The researchers took cartilage cells from patients who had recently had knee surgery and their cells were manipulated to become “pluriplotent”, so they can develop into many different types of cells. Next, they created a scaffold to print the cells on. The stem cells were coated with nanocellulose to survive the printing process. Once printed, the stem cells multiplied and were given growth factors so they differentiated into cartilage tissues. The cells formed cartilage cells on the printed structure. After a few weeks, the cells lost their ability to change into other cells. This change is good because pluripotency increases the risk of tumour formation.
“We investigated various methods and combined different growth factors. Each individual stem cell is encased in nanocellulose, which allows it to survive the process of being printed into a 3D structure. We also harvested mediums from other cells that contain the signals that stem cells use to communicate with each other so called conditioned medium. In layman’s terms, our theory is that we managed to trick the cells into thinking that they aren’t alone,” says Stina Simonsson.

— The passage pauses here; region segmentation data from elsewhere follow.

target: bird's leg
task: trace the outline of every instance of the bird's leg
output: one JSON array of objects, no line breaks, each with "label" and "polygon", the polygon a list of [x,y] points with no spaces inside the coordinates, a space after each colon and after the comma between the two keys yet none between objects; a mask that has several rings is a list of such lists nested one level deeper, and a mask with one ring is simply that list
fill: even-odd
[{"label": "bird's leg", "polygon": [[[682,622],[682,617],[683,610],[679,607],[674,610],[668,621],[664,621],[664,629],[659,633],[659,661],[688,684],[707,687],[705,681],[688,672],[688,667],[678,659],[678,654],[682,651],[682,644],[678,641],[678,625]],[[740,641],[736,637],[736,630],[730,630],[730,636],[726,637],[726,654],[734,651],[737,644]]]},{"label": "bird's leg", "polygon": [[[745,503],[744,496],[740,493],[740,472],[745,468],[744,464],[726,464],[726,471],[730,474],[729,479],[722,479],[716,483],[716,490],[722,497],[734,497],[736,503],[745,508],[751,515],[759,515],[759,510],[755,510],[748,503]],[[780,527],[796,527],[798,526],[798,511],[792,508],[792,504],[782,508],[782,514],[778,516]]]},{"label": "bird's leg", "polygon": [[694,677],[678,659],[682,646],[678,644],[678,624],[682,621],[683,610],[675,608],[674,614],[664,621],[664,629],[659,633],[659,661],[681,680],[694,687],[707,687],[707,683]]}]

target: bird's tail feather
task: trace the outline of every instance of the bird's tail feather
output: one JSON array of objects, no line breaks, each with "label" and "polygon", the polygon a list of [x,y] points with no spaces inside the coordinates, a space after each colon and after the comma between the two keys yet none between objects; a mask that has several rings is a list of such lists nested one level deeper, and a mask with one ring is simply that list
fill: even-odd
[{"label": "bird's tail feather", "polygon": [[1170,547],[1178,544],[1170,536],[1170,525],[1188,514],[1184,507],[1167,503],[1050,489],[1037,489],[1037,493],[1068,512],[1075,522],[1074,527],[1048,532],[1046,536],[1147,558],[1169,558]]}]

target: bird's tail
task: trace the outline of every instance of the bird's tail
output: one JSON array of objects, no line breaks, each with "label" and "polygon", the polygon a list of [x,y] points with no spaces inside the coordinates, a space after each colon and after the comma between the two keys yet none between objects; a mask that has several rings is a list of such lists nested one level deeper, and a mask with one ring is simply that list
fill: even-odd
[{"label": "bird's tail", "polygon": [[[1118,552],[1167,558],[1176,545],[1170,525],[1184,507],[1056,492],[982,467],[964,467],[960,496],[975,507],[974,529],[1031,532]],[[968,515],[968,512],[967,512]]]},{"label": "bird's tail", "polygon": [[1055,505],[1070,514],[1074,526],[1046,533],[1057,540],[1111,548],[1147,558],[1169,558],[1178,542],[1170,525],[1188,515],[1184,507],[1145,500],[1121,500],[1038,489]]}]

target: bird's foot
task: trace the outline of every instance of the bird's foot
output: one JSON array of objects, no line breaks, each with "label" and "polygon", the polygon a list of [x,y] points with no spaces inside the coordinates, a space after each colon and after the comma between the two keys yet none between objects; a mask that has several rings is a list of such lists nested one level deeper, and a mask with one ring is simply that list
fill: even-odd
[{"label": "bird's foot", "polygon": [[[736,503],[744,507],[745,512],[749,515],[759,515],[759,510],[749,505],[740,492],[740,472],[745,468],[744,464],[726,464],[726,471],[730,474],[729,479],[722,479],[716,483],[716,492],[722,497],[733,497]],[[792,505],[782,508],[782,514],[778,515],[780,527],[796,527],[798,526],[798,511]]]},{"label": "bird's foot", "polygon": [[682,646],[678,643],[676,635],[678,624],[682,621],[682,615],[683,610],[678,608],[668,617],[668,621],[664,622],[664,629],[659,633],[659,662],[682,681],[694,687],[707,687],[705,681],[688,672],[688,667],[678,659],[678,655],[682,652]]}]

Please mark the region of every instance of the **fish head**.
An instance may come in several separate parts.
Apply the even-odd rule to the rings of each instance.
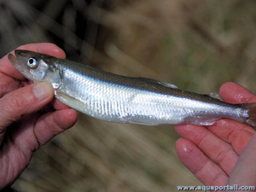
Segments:
[[[61,67],[56,58],[30,50],[16,49],[9,60],[26,79],[33,82],[48,81],[55,89],[61,85]]]

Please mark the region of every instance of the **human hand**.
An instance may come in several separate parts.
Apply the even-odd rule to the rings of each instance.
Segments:
[[[26,44],[19,49],[66,56],[51,44]],[[7,55],[0,60],[0,189],[15,180],[35,150],[73,126],[78,118],[73,109],[54,99],[50,84],[30,84]]]
[[[235,83],[220,88],[230,103],[256,102],[256,96]],[[207,186],[256,185],[256,135],[251,126],[220,119],[211,126],[176,125],[179,159]]]

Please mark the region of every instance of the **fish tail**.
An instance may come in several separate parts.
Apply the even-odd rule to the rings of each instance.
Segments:
[[[248,117],[246,118],[245,123],[256,129],[256,102],[244,103],[242,107],[248,110]]]

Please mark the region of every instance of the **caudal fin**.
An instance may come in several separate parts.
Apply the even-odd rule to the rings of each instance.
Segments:
[[[248,109],[249,117],[246,119],[245,123],[253,126],[256,129],[256,102],[253,103],[246,103],[242,104],[242,106]]]

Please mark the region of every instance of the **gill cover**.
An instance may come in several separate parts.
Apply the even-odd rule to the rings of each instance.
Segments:
[[[8,55],[12,64],[33,82],[48,81],[55,89],[61,85],[61,67],[52,61],[51,56],[29,50],[16,49],[15,57]]]

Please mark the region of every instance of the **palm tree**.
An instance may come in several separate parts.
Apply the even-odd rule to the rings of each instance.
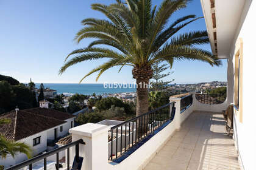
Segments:
[[[106,5],[93,4],[92,9],[104,14],[108,20],[87,18],[85,26],[77,32],[75,40],[79,43],[87,38],[96,38],[88,47],[74,50],[66,58],[59,71],[62,74],[70,66],[89,60],[107,58],[108,60],[86,74],[99,72],[96,81],[107,69],[119,66],[133,67],[133,78],[137,86],[137,115],[148,111],[149,80],[152,77],[152,65],[165,61],[171,67],[174,60],[200,60],[212,66],[221,64],[212,53],[194,47],[208,42],[207,32],[191,31],[177,35],[179,31],[202,17],[191,15],[172,21],[176,12],[185,8],[190,0],[163,0],[157,8],[151,0],[116,0]],[[173,18],[172,18],[173,19]],[[107,45],[99,47],[97,45]],[[73,58],[68,60],[68,58]],[[144,86],[145,85],[145,86]]]
[[[9,123],[9,119],[0,120],[0,126]],[[31,157],[31,149],[24,143],[16,142],[7,140],[4,136],[0,135],[0,158],[5,158],[8,154],[10,154],[13,158],[18,152],[25,154],[29,158]]]

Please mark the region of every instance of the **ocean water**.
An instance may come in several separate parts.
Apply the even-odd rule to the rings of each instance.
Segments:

The 3D bio-printed structure is very similar to human cartilage. Experienced surgeons did not see a difference between natural and bio-printed cartilage. The cells appear well-formed under the microscope and similar to the patients’ own cartilage.
When this method is perfected, cartilage could be 3D printed from a patient’s own stem cells to repair damaged cartilage or heal osteoarthiritis (cartilage decay in the joints). The method can create a lot of cartilage, making it very useful for cartilage replacement. Right now, it isn’t known how compatible it is in the human body. The structural material needs to be able to break down and be absorbed safely by the body so only cartilage is left. Further development and testing need to be conducted. Bioprinting has a lot of potential; in the near future, tissues and organ could be printed on demand.
Journal reference: Nguyen, D. et al. 2017. Cartilage Tissue Engineering by the 3D Bioprinting of iPS Cells in a Nanocellulose/Alginate Bioink. Scientific Reports.